Cola advertising is especially intriguing, and not just because Coke & Pepsi are two of the biggest brands out there. When what you're selling is nothing more than bubbly sugar water, it allows you to wholeheartedly market an 'image' unclouded by any need to point out particular product features. And while at first glance Coke & Pepsi may be the same thing, there are subtle-yet-significant differences to their approach. For one thing, let's look closer at those product features themselves...
Since the price they paid for The Pepsi Challenge is that they are forever labelled as the 'other option', Pepsi has embraced this by focusing on the cool refreshment of the soda itself as the centrepiece of their ongoing imagery. They want you to refresh the almost innate "I'm thirsty & Coke is the first thing I think of" mindset, and see yourself as cooler than others as you make the distinctly defined choice of reaching for a Pepsi. Whether it's Madonna or Michael Jackson proclaiming Pepsi as the drink of a new generation, or the Spice Girls telling the Baby Boomers to Move Over, the Us & Them distinction has been the central difference in Pepsi's ongoing message.
Coke on the other hand, would rather you not even think about the actual flavour of Coke; the chemical nature of the kola nut flavour works in their favour here. (It is a taste quickly forgotten by the tastebuds, prompting the next sip & making it impossible to carry a Coke around without drinking it.) Coke would instead rather you idealise the sharing aspects of Coca-Cola: that it is increasingly the beverage that the whole world has in common & that when the aliens come, we'll welcome them with a bottle of Coke.

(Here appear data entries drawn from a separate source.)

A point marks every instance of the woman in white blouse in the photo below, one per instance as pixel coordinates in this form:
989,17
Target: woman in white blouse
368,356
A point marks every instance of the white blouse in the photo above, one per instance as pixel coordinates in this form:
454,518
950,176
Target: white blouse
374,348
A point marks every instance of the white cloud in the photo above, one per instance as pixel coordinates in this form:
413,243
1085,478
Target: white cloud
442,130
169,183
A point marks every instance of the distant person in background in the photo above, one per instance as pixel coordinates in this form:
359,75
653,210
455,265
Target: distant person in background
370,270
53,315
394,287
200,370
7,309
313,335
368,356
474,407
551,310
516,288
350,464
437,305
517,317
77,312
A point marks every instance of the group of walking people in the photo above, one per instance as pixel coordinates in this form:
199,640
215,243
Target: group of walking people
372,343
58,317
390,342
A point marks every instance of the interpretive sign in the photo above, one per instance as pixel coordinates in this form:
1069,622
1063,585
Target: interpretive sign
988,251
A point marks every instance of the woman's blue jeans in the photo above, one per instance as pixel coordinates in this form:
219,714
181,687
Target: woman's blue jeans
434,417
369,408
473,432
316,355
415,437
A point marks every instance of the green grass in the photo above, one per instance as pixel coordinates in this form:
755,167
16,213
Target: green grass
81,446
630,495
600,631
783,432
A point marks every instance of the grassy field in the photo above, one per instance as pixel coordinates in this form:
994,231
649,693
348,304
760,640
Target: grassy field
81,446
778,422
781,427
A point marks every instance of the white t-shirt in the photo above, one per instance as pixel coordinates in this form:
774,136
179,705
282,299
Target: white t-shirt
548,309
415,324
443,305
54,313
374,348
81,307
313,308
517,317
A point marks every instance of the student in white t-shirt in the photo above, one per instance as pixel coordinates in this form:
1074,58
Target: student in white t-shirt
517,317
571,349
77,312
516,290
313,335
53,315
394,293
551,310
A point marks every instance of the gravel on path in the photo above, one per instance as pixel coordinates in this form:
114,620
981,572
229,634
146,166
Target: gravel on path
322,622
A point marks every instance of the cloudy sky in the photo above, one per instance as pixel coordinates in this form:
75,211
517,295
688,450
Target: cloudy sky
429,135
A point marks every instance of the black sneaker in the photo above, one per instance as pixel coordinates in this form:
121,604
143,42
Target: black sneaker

Coke & Pepsi both use a lot of youthful images in their campaigns, but a closer look reveals the devilishly detailed differences. Coke's images of youth are people playing at the beach with friends, a kind of perpetual youthfulness that even older drinkers will be able to remember & idealise as they project a Coca-Cola association back onto those memories. More often, Pepsi use younger celebrities that may not even be recogniseable to an older demographic. Pepsi's 2010 'Hit Refresh' campaign with a slogan that aimed to convince new drinkers to jump the fence. But for anyone too old to get the reference to perpetually hitting F5 to reload your social media feed, it excluded them from this conversation & for the 'cool crowd' Pepsi drinkers 'in the know', that's just the way they like it.